Des plafonds qui encadrent aussi les prestations
Le PASS sert également de référence pour plafonner certaines prestations sociales. Les indemnités journalières de maternité, paternité ou adoption atteignent en 2026 un maximum de 104,02 € par jour après prélèvements sociaux. Ce plafond limite la compensation pour les revenus les plus élevés.
Les indemnités de rupture de contrat suivent la même logique : exonération d’impôt jusqu’à 6 PASS et de cotisations sociales jusqu’à 2 PASS pour un licenciement hors plan social.

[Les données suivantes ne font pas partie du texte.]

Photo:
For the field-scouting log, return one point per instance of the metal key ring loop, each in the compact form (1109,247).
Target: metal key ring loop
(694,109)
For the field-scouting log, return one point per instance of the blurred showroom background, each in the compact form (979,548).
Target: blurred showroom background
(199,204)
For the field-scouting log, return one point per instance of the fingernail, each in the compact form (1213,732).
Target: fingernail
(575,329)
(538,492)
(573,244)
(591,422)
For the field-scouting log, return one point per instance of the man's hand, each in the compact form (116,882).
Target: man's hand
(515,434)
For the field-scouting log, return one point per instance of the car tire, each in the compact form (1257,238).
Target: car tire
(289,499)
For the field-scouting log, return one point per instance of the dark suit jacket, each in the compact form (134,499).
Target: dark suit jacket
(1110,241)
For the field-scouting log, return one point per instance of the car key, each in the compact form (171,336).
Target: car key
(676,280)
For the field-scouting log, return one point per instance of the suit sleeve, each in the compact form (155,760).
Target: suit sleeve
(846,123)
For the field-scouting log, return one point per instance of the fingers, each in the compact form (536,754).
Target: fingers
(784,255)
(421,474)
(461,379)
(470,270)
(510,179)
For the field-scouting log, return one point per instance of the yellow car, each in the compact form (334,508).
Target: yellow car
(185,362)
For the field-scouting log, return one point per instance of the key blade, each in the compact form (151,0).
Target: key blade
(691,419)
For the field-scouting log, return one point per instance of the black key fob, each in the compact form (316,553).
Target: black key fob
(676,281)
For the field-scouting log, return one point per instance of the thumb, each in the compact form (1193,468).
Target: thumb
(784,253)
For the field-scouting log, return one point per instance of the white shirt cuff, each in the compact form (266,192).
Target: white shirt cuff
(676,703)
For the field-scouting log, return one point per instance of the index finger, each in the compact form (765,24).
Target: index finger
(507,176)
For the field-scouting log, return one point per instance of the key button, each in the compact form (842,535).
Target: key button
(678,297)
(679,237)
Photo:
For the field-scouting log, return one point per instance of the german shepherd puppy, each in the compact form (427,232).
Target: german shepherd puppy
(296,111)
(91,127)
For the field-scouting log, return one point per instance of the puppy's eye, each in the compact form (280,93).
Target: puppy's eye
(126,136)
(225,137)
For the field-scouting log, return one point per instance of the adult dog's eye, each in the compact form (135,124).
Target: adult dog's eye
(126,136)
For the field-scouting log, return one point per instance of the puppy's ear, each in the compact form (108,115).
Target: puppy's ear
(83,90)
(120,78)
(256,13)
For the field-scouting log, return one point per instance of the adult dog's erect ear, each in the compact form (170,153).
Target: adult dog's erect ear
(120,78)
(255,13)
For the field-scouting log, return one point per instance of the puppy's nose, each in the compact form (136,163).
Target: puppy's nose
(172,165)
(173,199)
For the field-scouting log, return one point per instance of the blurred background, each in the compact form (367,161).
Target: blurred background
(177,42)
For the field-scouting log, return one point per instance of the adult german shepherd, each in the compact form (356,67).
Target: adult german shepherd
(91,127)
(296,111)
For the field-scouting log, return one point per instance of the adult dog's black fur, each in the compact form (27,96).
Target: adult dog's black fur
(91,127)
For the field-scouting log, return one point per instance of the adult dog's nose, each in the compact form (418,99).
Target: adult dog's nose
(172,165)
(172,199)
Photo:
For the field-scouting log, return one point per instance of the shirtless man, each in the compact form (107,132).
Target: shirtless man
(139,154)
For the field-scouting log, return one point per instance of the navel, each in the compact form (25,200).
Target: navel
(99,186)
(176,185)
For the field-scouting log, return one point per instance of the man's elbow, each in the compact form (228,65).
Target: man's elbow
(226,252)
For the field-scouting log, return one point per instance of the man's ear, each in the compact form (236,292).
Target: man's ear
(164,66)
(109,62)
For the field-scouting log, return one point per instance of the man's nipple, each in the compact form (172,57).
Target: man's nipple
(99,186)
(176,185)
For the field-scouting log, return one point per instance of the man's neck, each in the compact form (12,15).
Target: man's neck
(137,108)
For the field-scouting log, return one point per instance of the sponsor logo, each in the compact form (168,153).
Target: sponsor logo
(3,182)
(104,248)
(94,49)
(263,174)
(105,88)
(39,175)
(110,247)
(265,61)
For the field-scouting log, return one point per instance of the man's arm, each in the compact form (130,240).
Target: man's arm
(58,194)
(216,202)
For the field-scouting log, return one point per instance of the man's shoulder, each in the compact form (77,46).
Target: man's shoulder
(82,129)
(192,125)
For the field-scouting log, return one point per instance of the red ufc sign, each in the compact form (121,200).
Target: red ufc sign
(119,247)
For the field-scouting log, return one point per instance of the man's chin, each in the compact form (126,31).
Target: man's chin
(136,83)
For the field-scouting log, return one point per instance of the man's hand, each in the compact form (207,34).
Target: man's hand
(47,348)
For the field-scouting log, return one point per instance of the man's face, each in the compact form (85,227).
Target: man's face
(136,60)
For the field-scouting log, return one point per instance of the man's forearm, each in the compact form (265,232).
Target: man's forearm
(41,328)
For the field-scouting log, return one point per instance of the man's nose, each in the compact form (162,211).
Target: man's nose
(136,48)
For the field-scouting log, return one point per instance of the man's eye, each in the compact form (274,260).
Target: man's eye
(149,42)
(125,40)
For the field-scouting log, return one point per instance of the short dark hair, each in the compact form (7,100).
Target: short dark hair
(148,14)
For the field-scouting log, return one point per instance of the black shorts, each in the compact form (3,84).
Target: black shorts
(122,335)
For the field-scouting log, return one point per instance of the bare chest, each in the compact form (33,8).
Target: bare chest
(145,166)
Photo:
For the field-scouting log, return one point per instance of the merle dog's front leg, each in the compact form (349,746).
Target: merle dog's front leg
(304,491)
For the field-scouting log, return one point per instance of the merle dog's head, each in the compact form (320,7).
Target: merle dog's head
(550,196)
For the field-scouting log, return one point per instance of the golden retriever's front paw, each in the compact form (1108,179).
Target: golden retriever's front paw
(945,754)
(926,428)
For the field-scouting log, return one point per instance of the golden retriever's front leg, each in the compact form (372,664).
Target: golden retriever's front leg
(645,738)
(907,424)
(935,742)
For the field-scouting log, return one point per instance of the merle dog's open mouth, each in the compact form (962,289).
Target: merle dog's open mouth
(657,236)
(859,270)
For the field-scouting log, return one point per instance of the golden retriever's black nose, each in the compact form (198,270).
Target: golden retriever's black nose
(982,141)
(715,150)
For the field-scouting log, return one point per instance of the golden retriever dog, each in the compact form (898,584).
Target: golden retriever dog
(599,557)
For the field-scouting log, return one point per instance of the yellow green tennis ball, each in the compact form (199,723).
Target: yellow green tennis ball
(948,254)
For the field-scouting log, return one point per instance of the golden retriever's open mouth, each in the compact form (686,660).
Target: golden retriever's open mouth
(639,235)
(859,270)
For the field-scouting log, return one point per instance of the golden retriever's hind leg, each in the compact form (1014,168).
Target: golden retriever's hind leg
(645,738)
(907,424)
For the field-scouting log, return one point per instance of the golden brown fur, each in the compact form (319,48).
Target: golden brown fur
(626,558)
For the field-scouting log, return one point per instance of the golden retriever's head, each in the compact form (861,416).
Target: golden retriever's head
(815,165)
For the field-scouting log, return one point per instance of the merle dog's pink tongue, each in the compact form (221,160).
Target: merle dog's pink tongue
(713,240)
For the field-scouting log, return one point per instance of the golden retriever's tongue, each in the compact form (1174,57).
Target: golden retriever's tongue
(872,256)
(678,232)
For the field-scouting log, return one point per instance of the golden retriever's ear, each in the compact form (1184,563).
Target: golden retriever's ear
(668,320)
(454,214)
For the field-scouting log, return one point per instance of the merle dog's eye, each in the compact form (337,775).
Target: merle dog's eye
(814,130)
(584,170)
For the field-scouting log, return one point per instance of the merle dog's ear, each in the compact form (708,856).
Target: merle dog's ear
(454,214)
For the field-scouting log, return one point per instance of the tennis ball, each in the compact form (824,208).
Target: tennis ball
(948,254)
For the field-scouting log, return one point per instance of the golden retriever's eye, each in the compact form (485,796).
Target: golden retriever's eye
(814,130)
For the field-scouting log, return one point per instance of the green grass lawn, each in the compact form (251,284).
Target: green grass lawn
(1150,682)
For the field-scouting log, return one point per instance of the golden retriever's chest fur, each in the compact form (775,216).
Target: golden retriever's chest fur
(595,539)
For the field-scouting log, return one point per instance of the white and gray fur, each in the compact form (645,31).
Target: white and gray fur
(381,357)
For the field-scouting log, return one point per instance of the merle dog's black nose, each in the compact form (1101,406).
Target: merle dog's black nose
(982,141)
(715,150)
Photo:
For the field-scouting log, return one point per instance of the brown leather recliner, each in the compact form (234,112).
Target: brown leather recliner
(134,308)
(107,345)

Invalidité et effets paradoxaux
Les pensions d’invalidité sont calculées sur les salaires soumis à cotisations dans la limite du PASS des dix meilleures années. En 2026, ce plafond atteint 48 060 € par an. Paradoxalement, une hausse du PASS peut conduire à revoir à la baisse, voire supprimer, certaines pensions lorsque les revenus dépassent les nouveaux seuils.
Un changement discret mais structurant
Ce qui rend cette évolution peu visible, c’est son caractère technique. Aucun bouleversement de loi, aucune annonce spectaculaire. Pourtant, en ajustant les plafonds, le PASS modifie concrètement le contour des droits sociaux : retraite, cotisations, indemnités, exonérations.